Surface the per-backend truncation counters maintained by the recording path, and add the ability to reset wait-event-timing statistics. pg_stat_get_wait_event_timing_overflow(pid) and the pg_stat_wait_event_timing_overflow view report, per backend, lwlock_overflow_count (LWLock waits dropped because the per-backend tranche hash was full), flat_overflow_count (events whose class index was out of range), and reset_count. Resets use a lock-free request/response so the hot path stays single writer: each slot carries an atomic reset_generation, bumped by the resetter; the owning backend compares it against a backend-local last-seen value at its next wait_end and clears its own counters, incrementing reset_count. pg_stat_reset_wait_event_timing(pid) resets one backend -- synchronously when it targets the caller's own session (any user; pid defaults to NULL), or asynchronously for another backend (requiring pg_signal_backend, matching pg_stat_reset_backend_stats). pg_stat_reset_wait_event_timing_all() resets every backend and is superuser-only. Builds without --enable-wait-event-timing keep empty-result/feature-not- supported stubs for the new functions. Co-Authored-By: Claude Opus 4.8 (1M context) <noreply@anthropic.com>

Add --enable-wait-event-timing to the "Linux - Autoconf" GitHub Actions task so the wait-event-timing build path -- including the expected output src/test/regress/expected/wait_event_timing.out -- is exercised on every push. That task already runs check-world under the undefined/alignment sanitizers with a small segment size, giving the timing code meaningful coverage. Every other CI task keeps building without the flag, so the stub path and its alternate output wait_event_timing_1.out remain covered as well. Co-Authored-By: Claude Opus 4.8 (1M context) <noreply@anthropic.com>

DmitryNFomin · 2026-06-10T08:15:28Z

Project A — full validation (correctness + performance)

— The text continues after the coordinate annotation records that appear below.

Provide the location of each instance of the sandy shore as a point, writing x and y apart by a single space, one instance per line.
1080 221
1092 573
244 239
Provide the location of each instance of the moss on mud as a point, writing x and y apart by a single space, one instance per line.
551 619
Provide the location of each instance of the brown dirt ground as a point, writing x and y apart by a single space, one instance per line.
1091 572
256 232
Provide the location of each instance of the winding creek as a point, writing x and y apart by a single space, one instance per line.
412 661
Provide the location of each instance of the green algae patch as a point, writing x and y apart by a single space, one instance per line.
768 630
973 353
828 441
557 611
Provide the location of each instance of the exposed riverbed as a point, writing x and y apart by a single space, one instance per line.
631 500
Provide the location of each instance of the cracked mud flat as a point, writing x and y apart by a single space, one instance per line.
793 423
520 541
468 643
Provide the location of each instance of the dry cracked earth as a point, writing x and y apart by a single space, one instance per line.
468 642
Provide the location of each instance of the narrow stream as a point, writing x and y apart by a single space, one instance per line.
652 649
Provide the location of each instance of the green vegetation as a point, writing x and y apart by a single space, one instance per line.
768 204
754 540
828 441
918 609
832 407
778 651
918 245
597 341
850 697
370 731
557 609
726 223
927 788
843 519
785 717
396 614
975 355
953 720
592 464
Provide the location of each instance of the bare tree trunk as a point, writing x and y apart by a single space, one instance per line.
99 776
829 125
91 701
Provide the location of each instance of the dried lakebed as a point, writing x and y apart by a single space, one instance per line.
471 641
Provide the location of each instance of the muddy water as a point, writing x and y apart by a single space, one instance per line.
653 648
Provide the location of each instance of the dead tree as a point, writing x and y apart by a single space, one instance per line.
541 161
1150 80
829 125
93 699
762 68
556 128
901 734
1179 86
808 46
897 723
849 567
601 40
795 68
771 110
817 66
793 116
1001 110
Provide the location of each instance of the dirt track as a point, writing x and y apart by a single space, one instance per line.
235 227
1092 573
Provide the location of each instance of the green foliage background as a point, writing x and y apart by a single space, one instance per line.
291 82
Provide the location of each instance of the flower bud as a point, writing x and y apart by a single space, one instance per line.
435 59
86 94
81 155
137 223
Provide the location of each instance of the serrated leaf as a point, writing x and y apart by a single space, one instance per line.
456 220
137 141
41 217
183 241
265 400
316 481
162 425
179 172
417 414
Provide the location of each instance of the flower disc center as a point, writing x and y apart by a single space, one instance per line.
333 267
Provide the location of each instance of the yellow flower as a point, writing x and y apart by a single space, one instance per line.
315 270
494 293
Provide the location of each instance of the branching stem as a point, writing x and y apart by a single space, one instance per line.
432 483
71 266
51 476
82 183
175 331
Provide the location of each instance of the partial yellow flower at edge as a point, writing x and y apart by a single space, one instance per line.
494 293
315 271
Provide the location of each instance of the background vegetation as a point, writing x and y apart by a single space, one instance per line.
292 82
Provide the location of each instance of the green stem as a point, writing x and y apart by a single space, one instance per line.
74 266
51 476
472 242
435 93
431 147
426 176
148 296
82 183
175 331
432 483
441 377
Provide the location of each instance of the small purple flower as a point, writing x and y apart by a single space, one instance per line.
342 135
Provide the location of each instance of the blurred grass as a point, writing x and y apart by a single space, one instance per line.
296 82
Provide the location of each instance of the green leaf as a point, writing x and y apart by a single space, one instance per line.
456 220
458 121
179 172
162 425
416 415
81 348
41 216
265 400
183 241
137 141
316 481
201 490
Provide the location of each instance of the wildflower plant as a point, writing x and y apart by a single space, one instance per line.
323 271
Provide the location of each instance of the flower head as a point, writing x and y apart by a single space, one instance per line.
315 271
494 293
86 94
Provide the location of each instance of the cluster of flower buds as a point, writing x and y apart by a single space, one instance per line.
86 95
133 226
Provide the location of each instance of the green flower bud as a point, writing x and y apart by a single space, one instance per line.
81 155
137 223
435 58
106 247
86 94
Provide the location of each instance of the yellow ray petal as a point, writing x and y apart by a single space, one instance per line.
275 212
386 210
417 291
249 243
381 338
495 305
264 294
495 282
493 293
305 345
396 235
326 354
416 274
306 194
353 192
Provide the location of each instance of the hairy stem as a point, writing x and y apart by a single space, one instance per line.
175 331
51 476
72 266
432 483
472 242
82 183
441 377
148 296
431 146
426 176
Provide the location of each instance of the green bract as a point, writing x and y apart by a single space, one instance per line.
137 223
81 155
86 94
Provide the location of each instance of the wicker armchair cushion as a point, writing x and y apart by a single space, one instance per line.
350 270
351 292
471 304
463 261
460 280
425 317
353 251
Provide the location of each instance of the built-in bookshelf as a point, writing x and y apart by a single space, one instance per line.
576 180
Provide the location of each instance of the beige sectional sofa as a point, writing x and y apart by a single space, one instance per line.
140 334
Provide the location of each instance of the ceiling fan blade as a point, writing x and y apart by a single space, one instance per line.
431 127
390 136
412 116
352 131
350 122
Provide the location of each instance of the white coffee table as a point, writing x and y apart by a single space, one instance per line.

Run on a dedicated Hetzner CCX43 (16 dedicated AMD EPYC-Milan vCPU, 64 GB), gcc 13 -O2. Branch wet-series @ 74bd22c (commits: flag+GUC → stats engine → overflow+reset → CI).

Correctness

Full meson test — the entire suite (main regression, isolation, and the recovery / subscription / pg_upgrade TAP tests), run as a non-root user:

build	result
`--enable-wait-event-timing` (timing)	365 Ok / 0 Fail
feature off (stub)	365 Ok / 0 Fail

The inline gate touches every wait-event call site in the backend; a clean full suite in both build configs confirms nothing regressed. Also UBSan-clean (undefined + alignment sanitizers, halt_on_error=1).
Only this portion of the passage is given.